Le peuple grec sacrifié sur l’autel du néo-libéralisme
Le gouvernement tente d’endiguer ce mouvement de révolte de diverses manières ; par des tentatives répétées de faire porter à l’ensemble de la population la responsabilité de la situation économique actuelle [39] d’abord mais, également par une décrédibilisation des manifestants [40], de la répression policière [41] et de la désinformation [42].
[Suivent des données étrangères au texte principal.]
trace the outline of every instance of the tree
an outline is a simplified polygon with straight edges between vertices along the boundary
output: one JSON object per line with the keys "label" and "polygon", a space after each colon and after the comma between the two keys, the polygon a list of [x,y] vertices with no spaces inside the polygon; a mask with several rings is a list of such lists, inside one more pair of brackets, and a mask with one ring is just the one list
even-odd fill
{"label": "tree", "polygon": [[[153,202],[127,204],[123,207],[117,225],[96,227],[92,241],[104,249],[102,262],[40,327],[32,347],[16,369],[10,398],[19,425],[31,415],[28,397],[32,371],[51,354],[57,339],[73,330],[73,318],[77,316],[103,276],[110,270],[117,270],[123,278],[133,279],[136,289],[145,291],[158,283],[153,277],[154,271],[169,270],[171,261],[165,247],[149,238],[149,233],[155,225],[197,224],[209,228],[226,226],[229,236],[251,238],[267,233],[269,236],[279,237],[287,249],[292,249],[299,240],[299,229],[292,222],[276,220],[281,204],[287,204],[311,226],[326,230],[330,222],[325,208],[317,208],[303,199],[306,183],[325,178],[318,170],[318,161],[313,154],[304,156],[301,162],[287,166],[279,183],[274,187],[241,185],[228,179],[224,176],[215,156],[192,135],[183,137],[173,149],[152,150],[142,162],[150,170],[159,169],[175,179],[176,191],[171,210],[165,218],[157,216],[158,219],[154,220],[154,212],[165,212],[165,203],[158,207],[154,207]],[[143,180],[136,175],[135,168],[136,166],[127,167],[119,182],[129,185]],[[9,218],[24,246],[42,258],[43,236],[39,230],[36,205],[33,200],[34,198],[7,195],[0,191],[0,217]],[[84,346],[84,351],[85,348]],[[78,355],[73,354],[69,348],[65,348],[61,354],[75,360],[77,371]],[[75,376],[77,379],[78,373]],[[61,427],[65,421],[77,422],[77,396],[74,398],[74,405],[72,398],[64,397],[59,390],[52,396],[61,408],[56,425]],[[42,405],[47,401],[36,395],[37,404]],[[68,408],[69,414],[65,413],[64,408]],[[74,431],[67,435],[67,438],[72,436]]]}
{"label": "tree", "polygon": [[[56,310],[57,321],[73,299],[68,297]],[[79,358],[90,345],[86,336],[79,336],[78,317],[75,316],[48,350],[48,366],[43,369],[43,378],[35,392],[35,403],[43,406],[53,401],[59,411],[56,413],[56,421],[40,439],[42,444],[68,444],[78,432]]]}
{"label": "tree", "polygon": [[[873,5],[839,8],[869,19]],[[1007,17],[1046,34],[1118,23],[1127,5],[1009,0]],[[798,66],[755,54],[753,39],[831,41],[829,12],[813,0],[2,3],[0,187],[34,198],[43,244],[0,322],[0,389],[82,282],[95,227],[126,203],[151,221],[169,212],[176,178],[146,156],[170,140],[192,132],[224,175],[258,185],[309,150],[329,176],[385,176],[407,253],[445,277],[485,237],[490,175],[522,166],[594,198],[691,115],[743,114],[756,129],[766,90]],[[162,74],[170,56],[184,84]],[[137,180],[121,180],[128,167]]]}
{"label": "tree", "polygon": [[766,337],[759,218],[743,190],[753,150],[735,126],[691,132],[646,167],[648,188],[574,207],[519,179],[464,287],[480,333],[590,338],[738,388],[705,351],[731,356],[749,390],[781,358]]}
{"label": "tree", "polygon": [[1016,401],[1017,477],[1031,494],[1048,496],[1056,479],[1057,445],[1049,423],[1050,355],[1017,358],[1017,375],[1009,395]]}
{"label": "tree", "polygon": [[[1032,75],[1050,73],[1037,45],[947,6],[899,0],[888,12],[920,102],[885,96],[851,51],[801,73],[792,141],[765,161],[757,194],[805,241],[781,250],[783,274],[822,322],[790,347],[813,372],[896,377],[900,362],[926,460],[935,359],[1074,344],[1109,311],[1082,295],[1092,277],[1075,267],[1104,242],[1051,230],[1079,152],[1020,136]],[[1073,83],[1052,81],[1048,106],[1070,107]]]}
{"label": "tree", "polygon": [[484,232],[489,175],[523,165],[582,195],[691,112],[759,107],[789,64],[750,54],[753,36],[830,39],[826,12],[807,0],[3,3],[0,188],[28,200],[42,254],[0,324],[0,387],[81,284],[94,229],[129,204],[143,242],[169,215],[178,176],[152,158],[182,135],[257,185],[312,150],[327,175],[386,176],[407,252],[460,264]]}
- « Montrons une tolérance zéro à la répression d’Etat » Affiche sur un mur dans le quartier d’Exarchia à Athènes
S’attaquer en premier lieu aux fonctionnaires du secteur public est également une manière de diviser la contestation, de désolidariser secteurs public et privé. « Le gouvernement s’attaque également à certaines professions privilégiées, pas très appréciées de la population (des professions fermées telles que les camionneurs, les taxis, etc… qui jouissent de privilèges hérités de la période du régime des colonels et qui, de ce fait, ne sont pas défendus par l’ensemble de la population). Et ce faisant, le gouvernement y associe d’autres professions (médecins, pharmaciens, etc…) pour généraliser la libéralisation du marché du travail ».
Enfin, comme lors de toute contestation sociale, le gouvernement tente d’user de vocabulaire adapté pour travestir la réalité [43] ; un exemple parlant est celui des privatisations, qualifiées de « mises en valeur des richesses du pays » [44].
Eponine Cynidès et Léandre Nicolas
Photographies d’Eponine Cynidès
Les passages en italique proviennent d’une interview réalisée le 28 août 2010 auprès de Yiorgos Vassalos, chercheur au « Corporate Europe Observatory » et Chloé (qui désire rester anonyme), membres de l’initiative d’organisation de la manifestation bruxelloise de solidarité aux manifestants grecs du 20 mai 2010 (jour de grève générale en Grèce) ainsi que d’Ermal Bubullima, Albanais résidant en Grèce depuis une quinzaine d’années, étudiant en Master 2 en Droits de l’homme à Strasbourg.
Leurs propos ont été recueillis par Eponine Cynidès et Léandre Nicolas.